Subject: Re: Booting sd0 q(disk geometry versus bios geometry)
To: Jonathan Stone <jonathan@DSG.Stanford.EDU>
From: Heiko W.Rupp <hwr@pilhuhn.de>
List: port-i386
Date: 07/13/1998 11:26:41
Hi,

On Fri, Jul 10, 1998 at 03:23:54PM -0700, Jonathan Stone wrote:
> I'm not an expert here, but AFAIK, primarily it's because the BIOS
> reports back geometry in terms of DOS drive numbers. Mapping those
> numbers to NetBSD's idea of a controller/unit is at best heuristic.

Ok.

> But we can (and IMHO probably should) do better for either signle-disk
> systems or for SCSI controllers, like Adaptecs, where two fields of
> the C/H/S geometry is fixed for all disks on a given controller.
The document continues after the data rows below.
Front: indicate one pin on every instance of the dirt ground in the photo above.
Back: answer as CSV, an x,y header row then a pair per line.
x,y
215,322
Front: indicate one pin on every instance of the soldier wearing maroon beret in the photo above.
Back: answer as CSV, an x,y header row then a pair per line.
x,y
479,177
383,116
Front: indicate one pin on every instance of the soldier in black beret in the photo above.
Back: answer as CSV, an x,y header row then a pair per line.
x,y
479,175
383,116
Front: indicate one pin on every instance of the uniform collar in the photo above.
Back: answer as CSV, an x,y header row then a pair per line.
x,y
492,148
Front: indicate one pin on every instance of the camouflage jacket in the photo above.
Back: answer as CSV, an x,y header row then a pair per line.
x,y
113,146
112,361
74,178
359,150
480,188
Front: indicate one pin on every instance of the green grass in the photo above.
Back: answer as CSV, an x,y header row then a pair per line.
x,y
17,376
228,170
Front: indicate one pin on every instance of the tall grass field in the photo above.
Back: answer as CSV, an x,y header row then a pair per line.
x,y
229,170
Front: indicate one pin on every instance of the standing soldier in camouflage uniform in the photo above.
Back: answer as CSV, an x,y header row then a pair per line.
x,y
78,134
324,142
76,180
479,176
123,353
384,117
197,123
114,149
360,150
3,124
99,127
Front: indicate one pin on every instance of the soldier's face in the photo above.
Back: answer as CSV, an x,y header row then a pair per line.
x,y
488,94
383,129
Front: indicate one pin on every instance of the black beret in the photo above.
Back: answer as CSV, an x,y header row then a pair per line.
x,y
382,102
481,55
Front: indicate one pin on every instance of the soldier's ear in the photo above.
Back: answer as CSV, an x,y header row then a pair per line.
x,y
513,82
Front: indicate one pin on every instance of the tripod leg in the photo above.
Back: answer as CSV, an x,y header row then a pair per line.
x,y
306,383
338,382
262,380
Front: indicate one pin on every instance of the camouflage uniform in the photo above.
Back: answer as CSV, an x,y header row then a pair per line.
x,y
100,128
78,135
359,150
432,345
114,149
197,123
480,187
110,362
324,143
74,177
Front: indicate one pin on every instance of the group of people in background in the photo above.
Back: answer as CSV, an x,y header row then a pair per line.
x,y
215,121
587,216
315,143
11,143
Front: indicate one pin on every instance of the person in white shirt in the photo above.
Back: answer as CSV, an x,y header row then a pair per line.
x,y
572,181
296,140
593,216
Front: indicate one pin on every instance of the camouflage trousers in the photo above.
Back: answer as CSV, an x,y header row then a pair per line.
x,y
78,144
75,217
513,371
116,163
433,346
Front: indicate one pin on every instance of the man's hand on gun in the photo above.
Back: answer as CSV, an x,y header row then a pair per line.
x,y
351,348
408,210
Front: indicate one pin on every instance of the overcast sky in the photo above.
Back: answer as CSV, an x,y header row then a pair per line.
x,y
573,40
Yupp.  I tried to enter the Adaptec translation (100c,64h,32s) at the 
point where I can enter C/H/S and sysinst afterward told me, that this 
does not address the whole drive, so I can now either use teh real geometry
(1219c) or use one of the fake geometries. This went away when I used
the dos fdisk. I am not sure wheter sysinst is "too smart" at this
point.

> description of "sysinst hosed my geometry" to figuring out what went
> wrong.

Yes. I hope my description above helps.

> Sometimes the problem really _is_ that a user fed the SCSI mode-sense
> geometry into the MBR, causing chaos. I'm not sure what we can do
> about that.

Hmmm. When we know that the user wants the entire disk for NetBSD,
then sysinst can find out on what controller the drive is. If it is an
adaptec, get the size from the mode-sense, see if it is larger or
smaller than 1GB and calculate the number of Cylinders with one of the
two adaptec translations. THen prompt the user that she has to enable 
the extended translation of the adaptec for drives > 1? GB and skip
the "ask the user for geometry" thing totally.